On The Uncommon Poem by William Falconer

On The Uncommon



The springs of Helicon can winter bind,
And chill the fervour of a poet's mind?
What though the lowering skies and driving storm
The scenes of nature wide around deform,
The birds no longer sing, nor roses blow,
And all the landscape lies conceal'd in snow;
Yet rigid Winter still is known to spare
The brighter beauties of the lovely fair:
Ye lovely fair, your sacred influence bring,
And with your smiles anticipate the Spring!
Yet what avail the smiles of lovely maids,
Or vernal suns that glad the flowery glades?
The wood's green foliage, or the varying scene
Of fields and lawns, and gliding streams between?
What, to the wretch whom harder fates ordain
Through the long year to plough the stormy main?
No murmuring streams, no sound of distant sheep,
Or song of birds invite his eyes to sleep.
By toil exhausted, when he sinks to rest,
Beneath his sun-burnt head no flowers are prest:
Down on the deck his fainting limbs are laid,
No spreading trees dispense their cooling shade,
No zephyrs round his aching temples play,
No fragrant breezes noxious heats allay.
The rude, rough wind which stern AEolus sends,
Drives on in blasts, and while it cools, offends.
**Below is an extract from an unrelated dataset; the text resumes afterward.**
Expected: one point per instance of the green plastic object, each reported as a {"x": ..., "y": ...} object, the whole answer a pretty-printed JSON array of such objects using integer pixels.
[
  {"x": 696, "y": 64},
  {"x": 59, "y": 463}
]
He wakes, but hears no music from the grove;
No varied landscape courts his eye to rove.
O'er the wide main he looks to distant skies,
Where nought but waves on rolling waves arise;
The boundless view fatigues his aching sight,
Nor yields his eye one object of delight.
No 'female face divine,' with cheering smiles,
The lingering hours of dangerous toil beguiles.
Yet distant beauty oft his genius fires,
And oft with love of sacred song inspires.
Even I, the least of all the tuneful train,
On the rough ocean try this artless strain:
Rouse then, ye bards, who happier fortunes prove,
And tune the lyre to Nature or to Love!